Mansfield Parkyns himself practiced a certain amount of medicine. He recalls that, using calomel pills, he treated “many cases of venereal disease,” and achieved “much success” when able to treat patients in time. He complains that patients were, however, often “very difficult to deal with, for they cannot be made to understand that, where one dose will do them good, two may be injurious.”
A Turk in Gondar
Early nineteenth century Gondar also had a resident foreign medical practitioner. He was a Turkish veterinarian, who had reportedly deserted from the Egyptian cavalry, and practised in the Muslim section of the city. He is said to have possessed a stock of foreign medicines, which he had acquired from various European travellers, but according to the Frenchman d’Abbadie, was “not acquainted with their properties or doses.”
Medicine and Politics at the Coast
Popular interest in foreign medicine was so great that it was on one occasion at least a factor contributing to the penetration of European colonialism.
This can be seen if we look at the unpublished report of the French traveller Combes, who reveals how he acquired the small Red Sea port of Edd in 1840. He relates that one of his companions, Peluchenau, on landing there, was at once asked by one of the elders for medicine for his child, who was covered with sores. Peluchenau replied that “many months would be required to cure the illness.” The father, thinking only of his son, replied,”Well then, stay with us!”

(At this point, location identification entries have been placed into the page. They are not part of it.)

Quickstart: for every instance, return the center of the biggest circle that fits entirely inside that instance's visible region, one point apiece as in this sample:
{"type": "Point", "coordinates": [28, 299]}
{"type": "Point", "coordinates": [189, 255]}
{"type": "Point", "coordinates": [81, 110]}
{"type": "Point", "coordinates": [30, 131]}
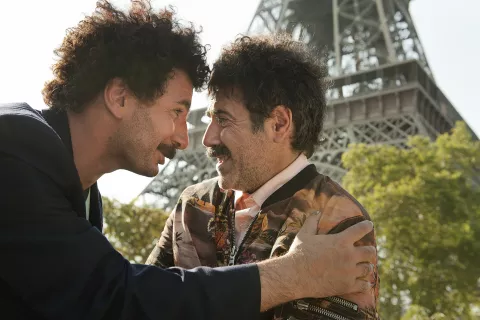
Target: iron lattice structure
{"type": "Point", "coordinates": [382, 86]}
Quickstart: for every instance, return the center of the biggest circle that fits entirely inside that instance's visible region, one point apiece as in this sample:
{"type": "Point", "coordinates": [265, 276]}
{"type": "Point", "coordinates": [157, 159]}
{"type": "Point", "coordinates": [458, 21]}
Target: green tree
{"type": "Point", "coordinates": [131, 229]}
{"type": "Point", "coordinates": [425, 203]}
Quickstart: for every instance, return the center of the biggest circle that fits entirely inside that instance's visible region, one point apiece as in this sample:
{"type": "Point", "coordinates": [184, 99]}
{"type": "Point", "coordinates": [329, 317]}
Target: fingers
{"type": "Point", "coordinates": [357, 231]}
{"type": "Point", "coordinates": [366, 254]}
{"type": "Point", "coordinates": [363, 270]}
{"type": "Point", "coordinates": [311, 224]}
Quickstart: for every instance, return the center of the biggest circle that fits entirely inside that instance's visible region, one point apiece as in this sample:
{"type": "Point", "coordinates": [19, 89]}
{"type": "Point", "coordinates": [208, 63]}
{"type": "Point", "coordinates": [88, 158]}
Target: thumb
{"type": "Point", "coordinates": [357, 231]}
{"type": "Point", "coordinates": [311, 224]}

“It was thus,” Combes explains, “that negotiations began. “Friend,” resumed M. Peluchenau,” will you give us houses and a small piece of land if we wish to establish ourselves among you?”. “Without any doubt” replied the African. “And if we ask you to sell the land, will you agree to sell it?” “Certainly”. “Very well” said M. Peluchenau, “we will go on board, and I will finish this business for you with M. Combes.”
The man of Edd accordingly accompanied Peluchenau on board the boat, and France had thereby established itself on the Red Sea coast, of what is now Eritrea.
Medicine and politics, then as later, often went hand in hand.